Un altro problema non è la violenza in sé, ma il fatto che non sia contestualizzata ideologicamente. Se pure l’opera omnia di Leone sia pervasa da un feroce pessimismo, qui ve n’è pure traccia, ma si manifesta in maniera contraddittoria: se il male proviene dal protagonista e dal mondo a cui appartiene, non si capisce perché Leone romanticizzi l’arco narrativo del protagonista, e - peggio - non si capisce per quale motivo faccia sì che lo spettatore empatizzi col protagonista praticamente per tutta la durata del film, ricorrendo a espedienti tipici del patetismo (il trauma dell’amico perduto, l’innocenza smarrita, l’amore non ricambiato, l’oppio come evasione, ecc). Qui la violenza non è ben definita, al massimo appare chiaroscurale ed è emanazione diretta solo della sopraffazione, non potendo collegarla ad altre ragioni, che pure il racconto offriva in nuce. Una posizione diametralmente opposta al Kubrick di “Arancia meccanica”, dove, per esempio, nella scena del senzatetto malmenato sotto un ponte di notte, il regista - a parte due profili bruschi in ppp di Alex - arriva a celare i tratti fisiognomici di tutta la banda, come a dichiarare l’impossibilità da parte loro di prendere parte al consesso umano, giacché deficienti in termini di umanità ed empatia. Il senzatetto, con il suo breve discorso, diviene la “voce ideologica”, definisce il male, scontornandolo perfettamente, senza rischiare di cadere nel reazionarismo e nelle sue diramazioni restauratrici legate al solito ripristino di un assetto valoriale appartenuto chissà a quale bel passato andato perduto.
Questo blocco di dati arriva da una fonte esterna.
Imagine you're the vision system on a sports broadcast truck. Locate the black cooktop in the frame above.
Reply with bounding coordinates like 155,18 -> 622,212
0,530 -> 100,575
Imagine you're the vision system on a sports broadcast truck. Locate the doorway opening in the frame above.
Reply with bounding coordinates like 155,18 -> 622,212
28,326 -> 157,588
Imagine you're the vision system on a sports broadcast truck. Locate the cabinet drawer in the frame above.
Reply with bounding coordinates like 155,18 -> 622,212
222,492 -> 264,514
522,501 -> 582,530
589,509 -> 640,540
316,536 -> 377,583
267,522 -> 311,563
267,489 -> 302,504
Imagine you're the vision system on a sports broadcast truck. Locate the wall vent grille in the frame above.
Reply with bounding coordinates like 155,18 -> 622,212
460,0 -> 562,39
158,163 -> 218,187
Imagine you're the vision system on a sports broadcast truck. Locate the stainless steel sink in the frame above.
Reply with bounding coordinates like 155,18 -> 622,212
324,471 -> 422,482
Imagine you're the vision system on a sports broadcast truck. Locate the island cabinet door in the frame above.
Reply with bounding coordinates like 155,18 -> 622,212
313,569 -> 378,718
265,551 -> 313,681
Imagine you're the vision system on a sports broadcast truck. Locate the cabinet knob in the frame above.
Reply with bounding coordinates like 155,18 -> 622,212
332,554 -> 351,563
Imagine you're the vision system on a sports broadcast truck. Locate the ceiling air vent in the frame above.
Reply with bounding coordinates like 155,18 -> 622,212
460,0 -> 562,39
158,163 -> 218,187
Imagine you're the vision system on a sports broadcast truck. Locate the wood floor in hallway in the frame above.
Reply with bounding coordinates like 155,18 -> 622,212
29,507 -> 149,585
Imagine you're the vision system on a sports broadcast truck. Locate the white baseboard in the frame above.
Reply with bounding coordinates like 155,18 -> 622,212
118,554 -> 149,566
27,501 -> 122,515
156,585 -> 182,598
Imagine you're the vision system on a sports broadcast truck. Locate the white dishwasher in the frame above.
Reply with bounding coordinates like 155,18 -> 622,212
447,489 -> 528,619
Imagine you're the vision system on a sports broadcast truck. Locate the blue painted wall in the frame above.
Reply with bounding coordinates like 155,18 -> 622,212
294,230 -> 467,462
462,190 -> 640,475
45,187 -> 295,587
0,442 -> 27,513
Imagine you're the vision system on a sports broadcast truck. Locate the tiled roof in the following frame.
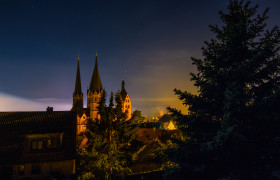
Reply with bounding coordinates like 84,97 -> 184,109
0,111 -> 76,165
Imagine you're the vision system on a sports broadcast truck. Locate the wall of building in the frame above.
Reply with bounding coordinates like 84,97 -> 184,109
13,160 -> 75,180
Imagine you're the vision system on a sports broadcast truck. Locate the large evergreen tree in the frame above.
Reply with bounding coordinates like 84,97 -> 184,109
169,0 -> 280,178
78,91 -> 140,179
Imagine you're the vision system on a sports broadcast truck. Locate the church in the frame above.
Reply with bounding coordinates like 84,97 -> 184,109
71,53 -> 131,135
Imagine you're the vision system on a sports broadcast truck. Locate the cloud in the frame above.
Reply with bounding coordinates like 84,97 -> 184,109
0,92 -> 71,112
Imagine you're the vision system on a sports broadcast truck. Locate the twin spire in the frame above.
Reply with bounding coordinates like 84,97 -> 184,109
74,52 -> 103,94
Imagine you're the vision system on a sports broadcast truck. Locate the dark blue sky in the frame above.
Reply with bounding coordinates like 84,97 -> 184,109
0,0 -> 280,115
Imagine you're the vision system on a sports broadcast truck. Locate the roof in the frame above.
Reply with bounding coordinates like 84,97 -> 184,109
74,57 -> 83,94
89,54 -> 103,92
0,111 -> 76,165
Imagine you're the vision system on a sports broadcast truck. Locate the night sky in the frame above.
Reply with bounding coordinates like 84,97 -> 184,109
0,0 -> 280,117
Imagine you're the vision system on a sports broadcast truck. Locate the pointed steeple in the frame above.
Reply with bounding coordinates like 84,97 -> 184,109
89,52 -> 103,92
74,56 -> 83,94
121,80 -> 127,100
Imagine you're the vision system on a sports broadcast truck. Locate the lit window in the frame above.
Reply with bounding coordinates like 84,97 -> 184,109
18,164 -> 24,175
47,139 -> 57,149
31,164 -> 41,174
47,139 -> 52,148
31,140 -> 43,150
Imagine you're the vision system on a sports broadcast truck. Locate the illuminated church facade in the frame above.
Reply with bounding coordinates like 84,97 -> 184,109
71,53 -> 131,134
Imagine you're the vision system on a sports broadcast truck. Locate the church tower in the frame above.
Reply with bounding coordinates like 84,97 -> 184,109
71,57 -> 83,112
87,53 -> 103,120
121,80 -> 131,120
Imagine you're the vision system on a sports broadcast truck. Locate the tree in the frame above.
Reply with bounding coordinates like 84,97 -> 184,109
169,0 -> 280,178
78,91 -> 142,179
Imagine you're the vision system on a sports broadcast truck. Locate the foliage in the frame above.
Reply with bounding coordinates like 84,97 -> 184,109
169,0 -> 280,178
78,91 -> 141,179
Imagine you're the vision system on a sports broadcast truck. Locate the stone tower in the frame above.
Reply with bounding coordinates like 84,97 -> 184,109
71,57 -> 83,112
87,53 -> 103,120
121,80 -> 131,120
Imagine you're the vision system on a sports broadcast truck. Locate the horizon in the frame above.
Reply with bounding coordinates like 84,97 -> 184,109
0,0 -> 280,117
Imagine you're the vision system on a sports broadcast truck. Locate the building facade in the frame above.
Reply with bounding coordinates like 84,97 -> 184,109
71,53 -> 131,134
0,111 -> 77,180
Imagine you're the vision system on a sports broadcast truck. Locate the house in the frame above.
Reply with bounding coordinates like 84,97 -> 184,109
0,110 -> 77,180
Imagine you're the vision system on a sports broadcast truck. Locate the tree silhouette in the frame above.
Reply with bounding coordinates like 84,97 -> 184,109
168,0 -> 280,178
Questo per dire che in questo Leone il pessimismo esiste, ma non è una molla speculativa, bensì solo una stazione di fine corsa.
Sarebbe stato corretto, sempre dal punto di vista ideologico (mai da quello tecnico, giacché in termini di tecnica Leone è un maestro vero, e certo le mie piccolissime postille non possiedono l’ambizione di aggiungere o togliere nulla al suo magistero, già peraltro glorioso pure nel posto più oscuro del globo terracqueo), fare un film sempre dalla prospettiva interna alle strutture gangsteristiche, ma contro di esse - senza cambiare il punto di vista e senza introdurre le noiose e retoriche indagini condotte dai funzionari di polizia.
Degne del termine “capolavoro”, dal mio modestissimo modo di vedere, sono le sequenze legate alle analessi, all’infanzia e adolescenza di Noodle: narrazione e immagini di una poesia, di una tenerezza, ma pure di una malinconia mista alla prosaicità dell’esistenza, tale da riuscire a comporre una corsa epica verso la grazia mai più vista né prima né dopo in un racconto di formazione al cinema. Momenti che trovano una giustificazione nel fatto che il protagonista, in formazione, scopre il mondo e ancora non è passibile di un giudizio vero e proprio, perché non ha scelto e perché è quasi certamente guidato da un determinismo e da istinto, oltreché dalla mancanza di strumenti per imporsi.
Detto questo, il film resta e resterà affascinante a miei occhi e ho pagato pegno a Leone (come è giusto che sia) procurandomi il film nella versione br della Eagle (251 Min).